Keywords

1 Introduction

Seismic modelling becomes a common tool to investigate peculiarities of wave propagation in realistic complex models of the Earth’s interior [2, 12, 24] verification of the seismic processing and inversion algorithms, and as a part of the inversion methods, [21]. However, simulation of seismic wave propagation in complex media is one of the most computationally demanding problems requiring intense use of high-performance computing.

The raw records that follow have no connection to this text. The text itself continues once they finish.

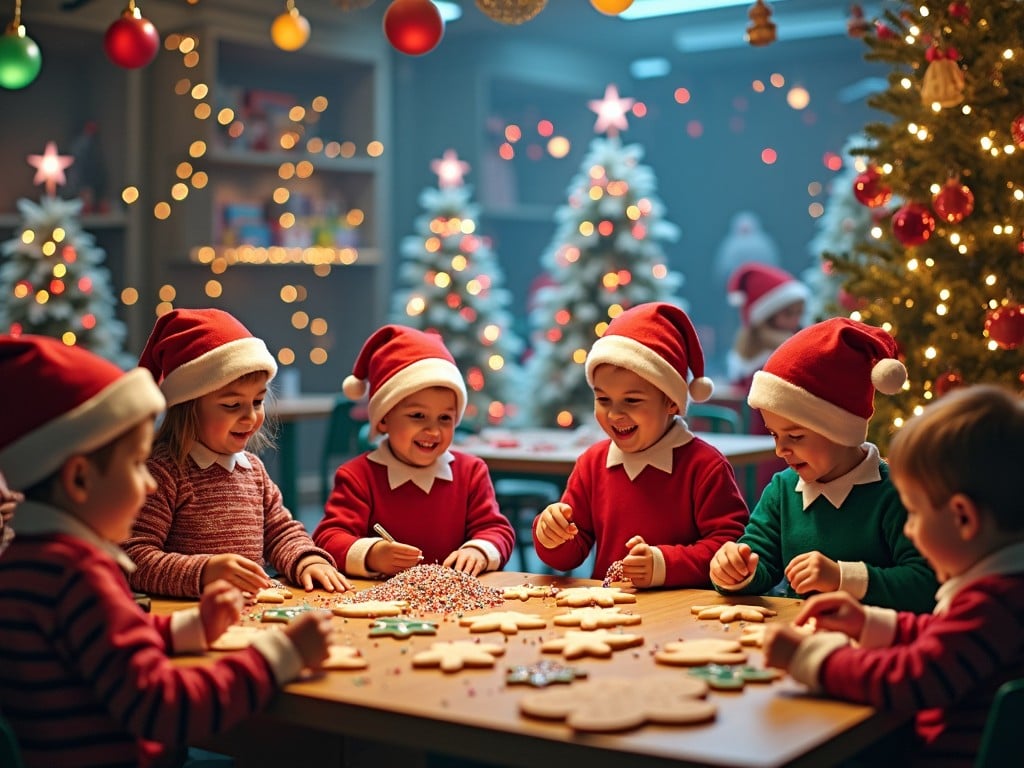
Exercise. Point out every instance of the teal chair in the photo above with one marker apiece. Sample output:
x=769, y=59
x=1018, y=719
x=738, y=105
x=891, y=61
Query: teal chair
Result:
x=999, y=739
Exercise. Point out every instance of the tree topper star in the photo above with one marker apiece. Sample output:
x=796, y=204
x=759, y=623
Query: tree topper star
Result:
x=50, y=167
x=450, y=169
x=611, y=112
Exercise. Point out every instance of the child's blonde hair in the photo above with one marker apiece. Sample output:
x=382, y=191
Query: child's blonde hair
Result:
x=967, y=442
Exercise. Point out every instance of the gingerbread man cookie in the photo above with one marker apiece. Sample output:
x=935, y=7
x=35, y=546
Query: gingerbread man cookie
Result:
x=726, y=613
x=600, y=643
x=592, y=617
x=612, y=705
x=696, y=652
x=452, y=656
x=509, y=622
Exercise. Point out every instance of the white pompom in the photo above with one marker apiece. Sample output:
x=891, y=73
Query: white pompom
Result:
x=888, y=376
x=353, y=388
x=701, y=389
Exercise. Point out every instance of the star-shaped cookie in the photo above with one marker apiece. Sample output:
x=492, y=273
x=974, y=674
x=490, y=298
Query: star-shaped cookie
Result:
x=509, y=622
x=452, y=656
x=600, y=643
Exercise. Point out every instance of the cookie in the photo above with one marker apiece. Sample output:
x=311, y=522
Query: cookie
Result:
x=591, y=617
x=696, y=652
x=600, y=643
x=452, y=656
x=604, y=596
x=726, y=613
x=611, y=705
x=509, y=622
x=371, y=608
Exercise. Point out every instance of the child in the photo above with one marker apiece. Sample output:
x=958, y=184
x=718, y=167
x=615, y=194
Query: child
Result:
x=216, y=513
x=652, y=496
x=957, y=469
x=433, y=504
x=833, y=519
x=87, y=678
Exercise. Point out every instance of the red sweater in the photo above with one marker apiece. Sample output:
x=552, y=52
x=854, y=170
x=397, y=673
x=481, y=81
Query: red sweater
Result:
x=86, y=678
x=687, y=514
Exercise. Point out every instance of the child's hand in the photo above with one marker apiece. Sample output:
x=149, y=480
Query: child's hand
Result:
x=838, y=611
x=219, y=607
x=733, y=563
x=315, y=570
x=309, y=633
x=812, y=571
x=467, y=560
x=638, y=565
x=392, y=557
x=241, y=571
x=555, y=526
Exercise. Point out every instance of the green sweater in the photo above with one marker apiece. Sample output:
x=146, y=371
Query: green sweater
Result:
x=868, y=528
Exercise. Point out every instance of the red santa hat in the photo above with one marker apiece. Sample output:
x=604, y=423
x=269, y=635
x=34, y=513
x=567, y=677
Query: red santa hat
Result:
x=193, y=352
x=824, y=378
x=656, y=342
x=394, y=363
x=761, y=290
x=61, y=401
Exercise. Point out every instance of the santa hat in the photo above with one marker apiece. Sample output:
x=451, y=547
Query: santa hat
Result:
x=824, y=378
x=394, y=363
x=61, y=401
x=761, y=290
x=193, y=352
x=656, y=342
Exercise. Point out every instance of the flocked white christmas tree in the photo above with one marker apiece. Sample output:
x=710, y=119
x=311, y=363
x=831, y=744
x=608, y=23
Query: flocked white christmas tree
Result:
x=52, y=279
x=606, y=256
x=451, y=282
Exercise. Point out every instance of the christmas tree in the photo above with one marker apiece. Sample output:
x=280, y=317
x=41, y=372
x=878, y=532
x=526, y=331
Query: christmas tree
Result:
x=451, y=283
x=605, y=256
x=946, y=275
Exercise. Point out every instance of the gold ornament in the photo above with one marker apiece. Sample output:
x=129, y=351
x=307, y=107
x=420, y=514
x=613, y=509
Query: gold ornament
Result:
x=511, y=11
x=762, y=29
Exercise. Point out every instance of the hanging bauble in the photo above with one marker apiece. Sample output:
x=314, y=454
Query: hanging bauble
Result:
x=943, y=83
x=1006, y=326
x=511, y=11
x=414, y=27
x=953, y=202
x=19, y=58
x=131, y=41
x=870, y=189
x=290, y=31
x=611, y=7
x=912, y=224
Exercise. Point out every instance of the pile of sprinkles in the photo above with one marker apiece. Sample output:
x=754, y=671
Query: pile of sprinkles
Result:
x=434, y=589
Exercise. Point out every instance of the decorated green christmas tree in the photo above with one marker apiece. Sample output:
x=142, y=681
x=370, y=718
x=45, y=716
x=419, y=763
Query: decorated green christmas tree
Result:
x=606, y=255
x=52, y=280
x=451, y=282
x=946, y=276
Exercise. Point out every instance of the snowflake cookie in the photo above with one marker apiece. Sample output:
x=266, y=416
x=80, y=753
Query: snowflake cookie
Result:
x=452, y=656
x=621, y=704
x=509, y=622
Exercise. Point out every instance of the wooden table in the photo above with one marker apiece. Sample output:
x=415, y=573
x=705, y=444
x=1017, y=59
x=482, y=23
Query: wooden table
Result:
x=473, y=714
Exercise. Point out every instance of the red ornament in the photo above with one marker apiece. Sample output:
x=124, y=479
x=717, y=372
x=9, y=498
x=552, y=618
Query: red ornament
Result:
x=131, y=41
x=953, y=202
x=1006, y=326
x=413, y=27
x=869, y=189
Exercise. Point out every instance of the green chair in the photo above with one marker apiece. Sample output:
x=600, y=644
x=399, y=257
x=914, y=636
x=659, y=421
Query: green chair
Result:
x=999, y=738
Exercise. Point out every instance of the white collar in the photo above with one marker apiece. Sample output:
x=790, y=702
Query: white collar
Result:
x=657, y=456
x=205, y=458
x=1007, y=560
x=33, y=518
x=398, y=472
x=837, y=491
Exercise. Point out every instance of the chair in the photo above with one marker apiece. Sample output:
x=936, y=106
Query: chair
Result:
x=1000, y=736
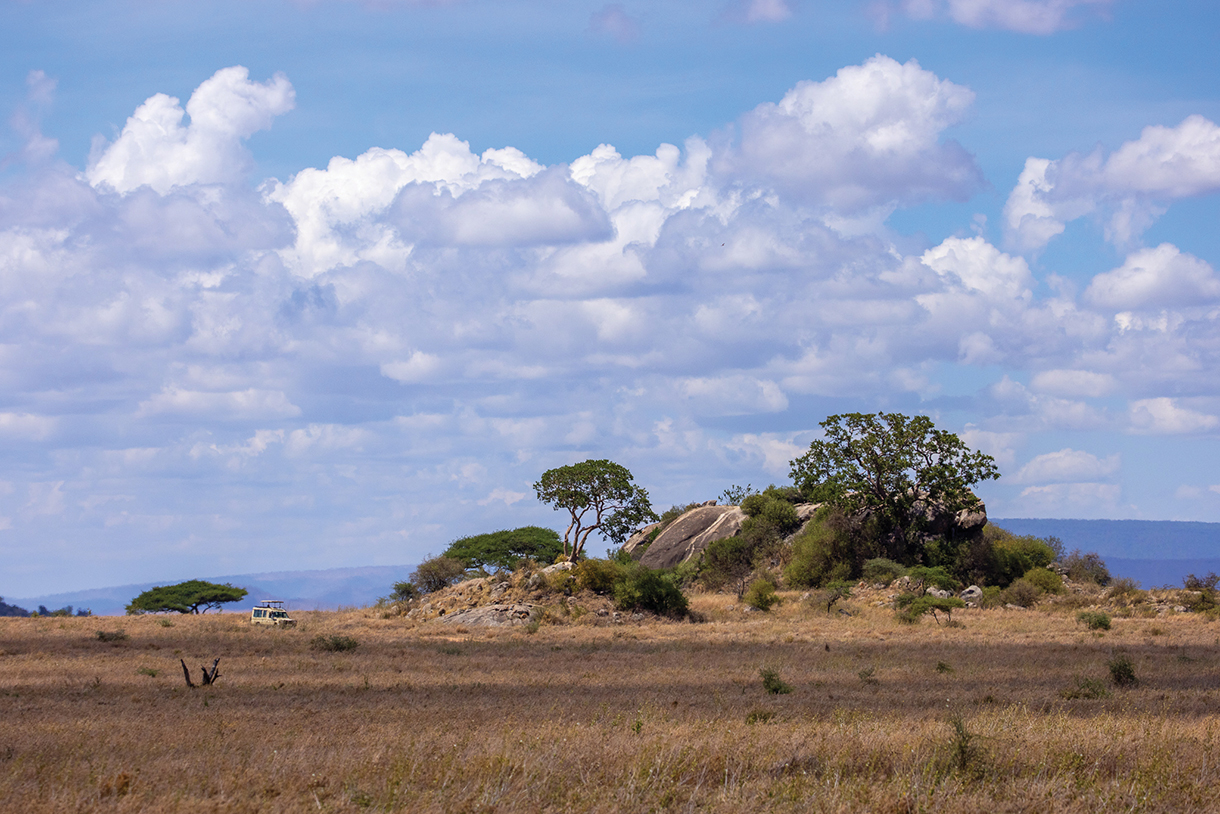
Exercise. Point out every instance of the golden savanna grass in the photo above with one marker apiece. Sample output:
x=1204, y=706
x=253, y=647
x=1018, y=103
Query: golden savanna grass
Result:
x=643, y=716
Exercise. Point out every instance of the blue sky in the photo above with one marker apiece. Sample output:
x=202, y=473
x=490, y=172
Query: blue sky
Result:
x=325, y=283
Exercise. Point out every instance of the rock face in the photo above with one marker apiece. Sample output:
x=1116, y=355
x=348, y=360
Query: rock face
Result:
x=691, y=533
x=492, y=615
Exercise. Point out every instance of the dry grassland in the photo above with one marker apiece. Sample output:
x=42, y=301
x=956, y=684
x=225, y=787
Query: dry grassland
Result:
x=619, y=718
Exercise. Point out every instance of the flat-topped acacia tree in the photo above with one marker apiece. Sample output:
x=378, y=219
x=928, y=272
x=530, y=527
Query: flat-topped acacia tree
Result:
x=190, y=597
x=893, y=468
x=600, y=496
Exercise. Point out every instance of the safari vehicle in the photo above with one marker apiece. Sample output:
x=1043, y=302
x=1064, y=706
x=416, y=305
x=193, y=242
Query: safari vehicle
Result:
x=271, y=612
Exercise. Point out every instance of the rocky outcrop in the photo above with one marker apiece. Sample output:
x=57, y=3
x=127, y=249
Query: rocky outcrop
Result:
x=691, y=533
x=637, y=543
x=500, y=615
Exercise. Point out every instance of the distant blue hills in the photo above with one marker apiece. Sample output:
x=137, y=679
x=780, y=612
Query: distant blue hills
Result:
x=349, y=587
x=1151, y=552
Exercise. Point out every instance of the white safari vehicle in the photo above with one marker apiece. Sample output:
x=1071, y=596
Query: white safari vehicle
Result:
x=271, y=612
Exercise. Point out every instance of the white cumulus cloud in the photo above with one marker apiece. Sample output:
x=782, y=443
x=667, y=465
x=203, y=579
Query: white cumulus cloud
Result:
x=870, y=133
x=1129, y=188
x=1164, y=416
x=1155, y=278
x=1068, y=465
x=157, y=150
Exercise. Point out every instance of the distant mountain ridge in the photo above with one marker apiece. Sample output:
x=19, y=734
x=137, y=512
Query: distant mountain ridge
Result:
x=1152, y=552
x=323, y=590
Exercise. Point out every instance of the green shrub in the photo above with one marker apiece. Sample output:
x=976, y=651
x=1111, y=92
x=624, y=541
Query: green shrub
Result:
x=831, y=593
x=911, y=608
x=786, y=493
x=333, y=643
x=1044, y=580
x=760, y=594
x=1125, y=591
x=754, y=504
x=772, y=682
x=1021, y=593
x=1086, y=688
x=1086, y=568
x=1123, y=670
x=597, y=575
x=759, y=716
x=932, y=577
x=999, y=557
x=822, y=553
x=782, y=515
x=1093, y=619
x=735, y=494
x=437, y=572
x=882, y=570
x=728, y=561
x=404, y=592
x=645, y=590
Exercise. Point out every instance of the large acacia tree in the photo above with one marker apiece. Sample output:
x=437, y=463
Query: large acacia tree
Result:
x=599, y=496
x=894, y=469
x=190, y=597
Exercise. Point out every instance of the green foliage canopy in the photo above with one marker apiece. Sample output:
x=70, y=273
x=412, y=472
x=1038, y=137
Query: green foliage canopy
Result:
x=190, y=597
x=893, y=466
x=599, y=496
x=504, y=549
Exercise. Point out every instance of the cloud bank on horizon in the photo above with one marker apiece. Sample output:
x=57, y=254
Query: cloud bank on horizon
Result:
x=366, y=359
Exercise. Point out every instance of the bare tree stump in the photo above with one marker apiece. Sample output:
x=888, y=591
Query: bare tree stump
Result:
x=209, y=676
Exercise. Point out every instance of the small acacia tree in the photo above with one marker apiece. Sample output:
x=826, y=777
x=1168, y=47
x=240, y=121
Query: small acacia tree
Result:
x=894, y=468
x=600, y=496
x=504, y=549
x=190, y=597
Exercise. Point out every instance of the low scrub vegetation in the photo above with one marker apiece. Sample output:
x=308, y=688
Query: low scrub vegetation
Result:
x=846, y=714
x=333, y=643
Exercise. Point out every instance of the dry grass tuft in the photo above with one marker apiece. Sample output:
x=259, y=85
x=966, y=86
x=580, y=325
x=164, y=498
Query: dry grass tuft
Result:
x=606, y=718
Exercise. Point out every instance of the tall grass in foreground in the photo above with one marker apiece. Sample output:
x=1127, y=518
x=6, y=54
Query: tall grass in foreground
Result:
x=659, y=716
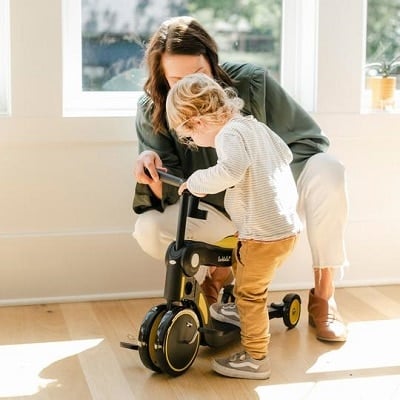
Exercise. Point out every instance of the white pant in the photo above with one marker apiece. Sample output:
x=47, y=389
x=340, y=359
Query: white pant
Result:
x=322, y=206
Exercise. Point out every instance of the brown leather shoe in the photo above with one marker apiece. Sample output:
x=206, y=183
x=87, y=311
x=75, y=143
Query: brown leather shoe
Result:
x=212, y=285
x=327, y=321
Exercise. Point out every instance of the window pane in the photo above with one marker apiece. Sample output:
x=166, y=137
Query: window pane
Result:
x=383, y=30
x=383, y=54
x=115, y=32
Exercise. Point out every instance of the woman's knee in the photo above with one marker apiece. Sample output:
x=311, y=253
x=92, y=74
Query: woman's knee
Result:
x=326, y=170
x=148, y=235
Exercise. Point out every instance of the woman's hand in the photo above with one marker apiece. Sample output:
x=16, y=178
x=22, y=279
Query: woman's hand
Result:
x=183, y=187
x=145, y=171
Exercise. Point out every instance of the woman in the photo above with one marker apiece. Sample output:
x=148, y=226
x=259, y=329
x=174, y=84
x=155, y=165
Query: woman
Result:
x=181, y=46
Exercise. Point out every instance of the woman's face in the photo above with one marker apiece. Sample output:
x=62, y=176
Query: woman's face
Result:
x=176, y=66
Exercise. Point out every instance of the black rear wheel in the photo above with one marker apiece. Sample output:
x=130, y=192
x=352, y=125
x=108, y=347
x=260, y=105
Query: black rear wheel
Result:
x=147, y=337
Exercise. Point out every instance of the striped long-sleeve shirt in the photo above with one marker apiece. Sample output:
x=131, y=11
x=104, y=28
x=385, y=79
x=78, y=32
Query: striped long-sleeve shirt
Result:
x=253, y=167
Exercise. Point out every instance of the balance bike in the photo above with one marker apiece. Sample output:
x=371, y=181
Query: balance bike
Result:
x=171, y=333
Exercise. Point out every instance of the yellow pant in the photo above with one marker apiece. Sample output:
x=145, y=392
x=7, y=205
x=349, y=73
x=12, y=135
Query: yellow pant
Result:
x=254, y=266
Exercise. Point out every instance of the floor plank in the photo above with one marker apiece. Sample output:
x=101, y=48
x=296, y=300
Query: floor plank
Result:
x=72, y=351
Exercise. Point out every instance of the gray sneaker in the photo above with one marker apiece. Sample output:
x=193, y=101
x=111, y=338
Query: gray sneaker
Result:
x=241, y=365
x=225, y=312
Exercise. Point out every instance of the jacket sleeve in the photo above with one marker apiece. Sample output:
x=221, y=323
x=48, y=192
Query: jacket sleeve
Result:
x=267, y=101
x=293, y=124
x=163, y=145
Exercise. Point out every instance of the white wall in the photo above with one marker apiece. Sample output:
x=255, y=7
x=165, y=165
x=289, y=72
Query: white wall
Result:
x=66, y=185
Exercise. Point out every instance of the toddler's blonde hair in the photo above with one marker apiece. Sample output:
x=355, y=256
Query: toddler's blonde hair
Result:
x=199, y=97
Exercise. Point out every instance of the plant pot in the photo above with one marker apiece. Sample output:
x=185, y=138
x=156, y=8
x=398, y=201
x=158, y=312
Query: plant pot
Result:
x=383, y=91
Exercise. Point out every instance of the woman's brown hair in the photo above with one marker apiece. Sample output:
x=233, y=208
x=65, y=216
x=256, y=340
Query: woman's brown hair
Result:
x=182, y=36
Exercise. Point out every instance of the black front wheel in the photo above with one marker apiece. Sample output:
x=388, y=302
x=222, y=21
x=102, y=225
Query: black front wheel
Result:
x=178, y=340
x=291, y=310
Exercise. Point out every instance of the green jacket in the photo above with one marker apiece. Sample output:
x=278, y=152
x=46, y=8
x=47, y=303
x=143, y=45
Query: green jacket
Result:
x=265, y=99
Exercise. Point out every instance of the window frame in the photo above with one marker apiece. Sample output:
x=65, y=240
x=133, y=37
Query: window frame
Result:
x=76, y=102
x=306, y=62
x=5, y=63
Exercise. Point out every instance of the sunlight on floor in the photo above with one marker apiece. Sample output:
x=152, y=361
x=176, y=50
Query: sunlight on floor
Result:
x=21, y=364
x=386, y=387
x=366, y=367
x=370, y=344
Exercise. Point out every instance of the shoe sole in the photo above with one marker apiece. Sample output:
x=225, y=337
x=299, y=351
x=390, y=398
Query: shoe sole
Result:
x=231, y=373
x=222, y=318
x=325, y=339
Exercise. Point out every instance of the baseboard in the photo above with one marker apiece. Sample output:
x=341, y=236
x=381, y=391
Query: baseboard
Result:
x=159, y=293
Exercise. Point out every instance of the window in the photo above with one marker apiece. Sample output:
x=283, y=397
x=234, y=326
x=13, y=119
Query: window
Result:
x=383, y=48
x=104, y=41
x=5, y=107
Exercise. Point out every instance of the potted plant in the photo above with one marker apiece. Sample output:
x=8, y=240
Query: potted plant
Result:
x=381, y=80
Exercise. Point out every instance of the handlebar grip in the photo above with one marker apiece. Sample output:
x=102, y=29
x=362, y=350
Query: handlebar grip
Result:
x=168, y=178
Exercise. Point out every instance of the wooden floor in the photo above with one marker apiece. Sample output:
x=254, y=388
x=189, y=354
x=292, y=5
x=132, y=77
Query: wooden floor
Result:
x=72, y=352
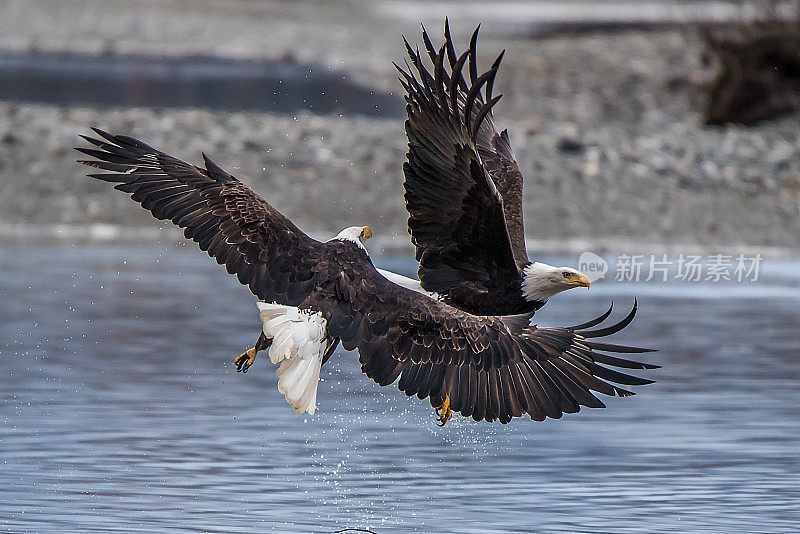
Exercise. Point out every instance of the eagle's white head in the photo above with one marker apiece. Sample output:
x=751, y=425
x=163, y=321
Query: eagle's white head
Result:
x=356, y=234
x=541, y=281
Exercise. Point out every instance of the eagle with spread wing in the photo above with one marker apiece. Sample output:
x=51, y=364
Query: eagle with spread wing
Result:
x=313, y=295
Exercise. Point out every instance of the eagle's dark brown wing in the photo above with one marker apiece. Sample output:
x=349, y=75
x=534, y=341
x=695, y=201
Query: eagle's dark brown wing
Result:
x=490, y=367
x=268, y=253
x=463, y=186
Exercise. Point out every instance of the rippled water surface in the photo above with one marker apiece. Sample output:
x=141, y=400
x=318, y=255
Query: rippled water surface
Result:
x=121, y=411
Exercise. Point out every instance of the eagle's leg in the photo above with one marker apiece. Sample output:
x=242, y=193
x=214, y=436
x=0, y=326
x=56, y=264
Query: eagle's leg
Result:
x=244, y=361
x=445, y=412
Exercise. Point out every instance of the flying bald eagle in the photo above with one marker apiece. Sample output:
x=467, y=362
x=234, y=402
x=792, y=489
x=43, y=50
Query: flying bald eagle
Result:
x=312, y=295
x=467, y=228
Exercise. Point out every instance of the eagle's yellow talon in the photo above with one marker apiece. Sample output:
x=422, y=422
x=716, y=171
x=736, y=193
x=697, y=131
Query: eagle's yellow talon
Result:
x=244, y=361
x=444, y=413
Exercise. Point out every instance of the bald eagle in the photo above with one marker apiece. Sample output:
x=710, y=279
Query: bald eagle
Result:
x=314, y=294
x=463, y=190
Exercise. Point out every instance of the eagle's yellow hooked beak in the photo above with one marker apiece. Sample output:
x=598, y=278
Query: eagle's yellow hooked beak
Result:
x=580, y=280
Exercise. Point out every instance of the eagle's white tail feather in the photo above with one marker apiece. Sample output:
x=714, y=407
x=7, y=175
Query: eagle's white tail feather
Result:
x=298, y=345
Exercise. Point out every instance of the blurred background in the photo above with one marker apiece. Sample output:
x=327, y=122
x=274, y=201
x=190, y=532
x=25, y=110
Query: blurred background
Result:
x=648, y=128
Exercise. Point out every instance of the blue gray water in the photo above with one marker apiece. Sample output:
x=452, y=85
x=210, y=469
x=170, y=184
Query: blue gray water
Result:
x=121, y=411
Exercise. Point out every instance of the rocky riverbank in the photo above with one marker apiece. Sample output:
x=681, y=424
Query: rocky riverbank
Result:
x=605, y=126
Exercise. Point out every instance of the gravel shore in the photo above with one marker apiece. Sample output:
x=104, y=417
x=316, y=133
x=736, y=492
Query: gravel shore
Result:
x=605, y=127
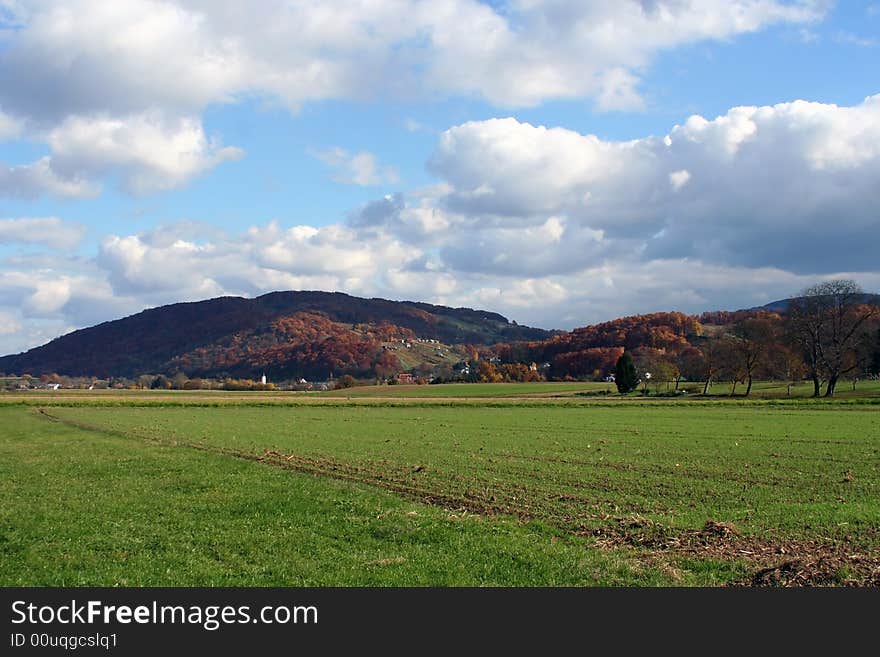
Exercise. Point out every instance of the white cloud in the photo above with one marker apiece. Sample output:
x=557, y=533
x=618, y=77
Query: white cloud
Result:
x=360, y=168
x=39, y=179
x=49, y=231
x=791, y=185
x=10, y=127
x=119, y=87
x=153, y=152
x=8, y=324
x=679, y=179
x=548, y=226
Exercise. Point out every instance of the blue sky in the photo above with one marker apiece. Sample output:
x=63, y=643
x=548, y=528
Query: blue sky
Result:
x=153, y=152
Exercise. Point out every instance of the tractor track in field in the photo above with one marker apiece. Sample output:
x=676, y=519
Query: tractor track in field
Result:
x=771, y=562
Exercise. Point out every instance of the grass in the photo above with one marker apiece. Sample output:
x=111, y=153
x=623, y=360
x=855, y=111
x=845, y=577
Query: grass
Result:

In particular, if a typical seismic acquisition system is considered, one has to simulate wavefields corresponding to hundreds of thousands of source positions (right-hand sides). Each simulation of a single shot gather is performed in a domain of about \(10^{3}\) km, which corresponds to \(100^{3}\) wavelength. Thus, up to \(8\cdot 10^{9}\) grid points are needed to obtain accurate enough numerical results. Reduction of the problem size by increasing the grid step leads to numerical error growth, which may completely destroy the solution. There are several ways to reduce the numerical dispersion, including use of high order finite-difference schemes [11], dispersion-suppression schemes [14], high-order finite element and discontinuous Galerkin methods [1, 8, 13]. However, the increase of the approach accuracy imminently leads to high computational intensity, including increased flops and RAM access operations.

The other option to reduce the numerical dispersion in the simulated wavefields is a post-processing [9, 23]. However, the standard waveform correction procedures used in seismic processing are not efficient for numerical dispersion mitigation. The error associated with the numerical dispersion depends on the wave propagation path, velocity model etc. Thus, it can not be compensated by a single-phase shift. In this paper, we suggest an approach to post-processing based on using the deep learning technique.

Deep learning finds wide application in various fields of science. Providing a large representative training dataset, deep neural networks (DNNs) can approximate complex non-linear operators within the supervised learning workflow. These DNNs can learn about highly non-linear physics and usually provide much faster computational time than traditional simulation [6, 17].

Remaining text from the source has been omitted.